Black Sunday (Mario Bava) - 1960
[Barbara Steele, John Richardson, Andrea Checchi, Ivo Garrani]
screenplay: Ennio De Concini, Mario Serandrei
source: short story by Nikolai Gogol, "The Viy"
camera: Bava
music: Roberto Nicolosi, Les Baxter (US)

Killed at the stake centuries ago, a woman returns from the grave to take possession of her look-alike descendant.

Barbara Steele is a sort of fetish goddess to her fans, who step back in awe as she punishes and is punished. Her face is a marvel. As in the case of Gloria Grahame, the parts don't quite seem to belong together; but, as with Grahame, a powerful persona holds everything in place, and the effect is mesmerizing. Gothic maestro Mario Bava understood all this perfectly.

 

Cutter's Way (Ivan Passer) - 1981
[Jeff Bridges, John Heard, Lisa Eichhorn, Ann Dusenberry, Nina Van Pallandt]
screenplay: Jeffrey Alan Fiskin
source: novel by Newton Thornburg, Cutter and Bone
camera: Jordan Cronenweth
music: Jack Nitzsche

Richard Bone is witness to the disposal of a murder victim. His aimless loser friend Alex Cutter, needles him into a pursuit for justice that threatens a powerful local buisnessman.

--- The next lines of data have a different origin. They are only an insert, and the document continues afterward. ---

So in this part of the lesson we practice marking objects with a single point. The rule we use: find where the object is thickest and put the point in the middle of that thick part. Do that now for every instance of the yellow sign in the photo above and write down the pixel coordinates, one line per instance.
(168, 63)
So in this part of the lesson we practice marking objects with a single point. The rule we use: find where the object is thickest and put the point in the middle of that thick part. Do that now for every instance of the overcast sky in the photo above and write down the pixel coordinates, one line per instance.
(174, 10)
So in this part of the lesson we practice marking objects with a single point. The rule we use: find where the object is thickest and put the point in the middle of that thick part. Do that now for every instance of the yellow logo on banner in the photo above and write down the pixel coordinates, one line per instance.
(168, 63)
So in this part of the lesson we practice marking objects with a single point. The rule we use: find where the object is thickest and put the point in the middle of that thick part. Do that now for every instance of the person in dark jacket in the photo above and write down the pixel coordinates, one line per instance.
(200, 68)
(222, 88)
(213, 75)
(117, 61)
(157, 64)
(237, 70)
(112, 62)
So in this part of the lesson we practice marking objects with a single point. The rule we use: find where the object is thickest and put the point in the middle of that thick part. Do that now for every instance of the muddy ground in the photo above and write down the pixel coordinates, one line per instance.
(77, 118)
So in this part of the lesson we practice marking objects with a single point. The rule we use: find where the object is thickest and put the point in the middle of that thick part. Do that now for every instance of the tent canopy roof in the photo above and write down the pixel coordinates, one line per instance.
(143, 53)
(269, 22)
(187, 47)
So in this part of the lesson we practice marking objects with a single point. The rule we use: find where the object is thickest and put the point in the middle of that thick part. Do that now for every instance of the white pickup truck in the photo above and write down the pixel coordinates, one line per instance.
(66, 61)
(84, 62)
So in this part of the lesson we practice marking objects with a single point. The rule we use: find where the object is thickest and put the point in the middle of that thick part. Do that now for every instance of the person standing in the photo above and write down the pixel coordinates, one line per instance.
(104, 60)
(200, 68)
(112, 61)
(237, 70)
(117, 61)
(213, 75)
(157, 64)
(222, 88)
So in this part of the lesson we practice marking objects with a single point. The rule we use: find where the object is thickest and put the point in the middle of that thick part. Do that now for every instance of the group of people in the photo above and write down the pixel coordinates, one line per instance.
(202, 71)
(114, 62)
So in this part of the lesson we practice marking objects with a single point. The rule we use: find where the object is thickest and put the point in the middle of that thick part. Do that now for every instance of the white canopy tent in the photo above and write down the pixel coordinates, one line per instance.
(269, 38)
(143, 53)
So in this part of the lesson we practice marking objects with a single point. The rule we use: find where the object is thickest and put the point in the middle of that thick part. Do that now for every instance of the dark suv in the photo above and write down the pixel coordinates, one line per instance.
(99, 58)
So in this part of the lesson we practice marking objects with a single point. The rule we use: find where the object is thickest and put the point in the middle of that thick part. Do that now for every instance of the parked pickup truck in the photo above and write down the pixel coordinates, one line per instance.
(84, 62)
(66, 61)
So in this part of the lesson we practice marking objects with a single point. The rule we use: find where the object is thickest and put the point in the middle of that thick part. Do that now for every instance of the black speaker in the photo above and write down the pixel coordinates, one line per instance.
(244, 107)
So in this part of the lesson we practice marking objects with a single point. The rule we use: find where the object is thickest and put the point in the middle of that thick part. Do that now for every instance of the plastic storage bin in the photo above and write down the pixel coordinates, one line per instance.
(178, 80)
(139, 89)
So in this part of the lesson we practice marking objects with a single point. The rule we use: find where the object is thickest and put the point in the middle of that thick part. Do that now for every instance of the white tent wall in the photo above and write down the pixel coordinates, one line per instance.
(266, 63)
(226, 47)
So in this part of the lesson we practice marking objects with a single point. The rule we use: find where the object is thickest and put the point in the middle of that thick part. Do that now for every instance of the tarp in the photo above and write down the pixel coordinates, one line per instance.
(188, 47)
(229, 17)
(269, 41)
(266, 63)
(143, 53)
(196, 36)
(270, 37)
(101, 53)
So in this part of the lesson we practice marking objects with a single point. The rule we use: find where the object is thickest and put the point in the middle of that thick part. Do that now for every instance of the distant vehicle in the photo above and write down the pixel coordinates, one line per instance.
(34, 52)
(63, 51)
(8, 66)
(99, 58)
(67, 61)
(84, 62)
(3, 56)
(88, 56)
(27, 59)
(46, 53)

John Heard plays an alcoholic Vietnam vet and Jeff Bridges an unmotivated hustler, two men attempting to find meaning in the sludge. The term neo-noir fits quite well, but the film's personality is unique. Some viewers and critics found the three protagonists (the two above + Lisa Eichhorn) to be completely unlikable. True, their flaws run deep, but I'm always rooting for them down to the wire.

 

Decoy (Jack Bernhard) - 1946
[Jean Gillie, Edward Norris, Robert Armstrong, Herbert Rudley]
screenplay: Nedrick Young
source: story
by Stanley Rubin
camera: L. William O'Connell

music: Edward J. Kay

A man on death row is the only one who knows the location of $400,000 in stolen money. His mistress plots to revive him after his execution and recover the stash.

Two British actresses who showed up as femme fatales in very American movies had a real knack for noir. Peggy Cummins in Gun Crazy ('49) and Jean Gillie in Decoy. Neither went on to great things, though they had what it took. Gillie died of pneumonia not long after Decoy was released. This movie is poverty row (Monogram in this case) at its best.

 

The Devil's Backbone (Guillermo del Toro) - 2001
[Eduardo Noriega, Marisa Paredes, Federico Luppi, Fernando Tielve]
screenplay: del Toro, Antonio Trashorras, David Muñoz
camera: Guillermo Navarro
music: Javier Navarrete

In a boarding school for orphans of the Spanish civil war the ghost of a young boy haunts the premeses in search of revenge.

The malevolent current that permeates this beautiful gothic entry is that of the Spanish civil war itself as in del Toro's companion piece, Pan's Labyrinth (2006). The setting shifts between the humid grey orphanage basement to the arid yellow plain outside, one as threatening as the other.

 

Diva (Jean-Jacques Beineix) - 1981
[Frédéric Andréi, Roland Bertin, Richard Bohringer, Gérard Darmon, Chantal Deruaz]
screenplay: Beineix, Jean Van Hamme
source: novel by Delacorta (Daniel Odier)
camera: Philippe Rousselot
music: Vladimir Cosma, Alfredo Catalani

The maker of a bootleg opera tape finds himself, through a bad bit of luck, the target of Parisian mobsters. Help comes from an unlikely duo of free spirits.

Another entry into the "style as delirium" category, this time the style is French pop-bohemian, something you can also get a taste of in Le Samuraï ('67) and La Femme Nikita ('90). The live-wire convoluted storyline plays out like a fever dream.

 

Don't Look Now (Nicholas Roeg) - 1973
[Julie Christie, Donald Sutherland, Hilary Mason, Clelia Matania]
screenplay: Allan Scott, Chris Bryant
source: story by Daphne Du Maurier
camera: Anthony B. Richmond, Roeg
music: Pino Donaggio

John and Laura Baxter, trying to come to terms with the tragic death of their daughter, are hounded by a series of threatening, possibly supernatural, events.

Venice itself seems haunted as Sutherland and Christie try to find something, anything, to hold on to after the loss of their child. It's difficult to tell at what point gothic mist lifts and everyday murder comes down.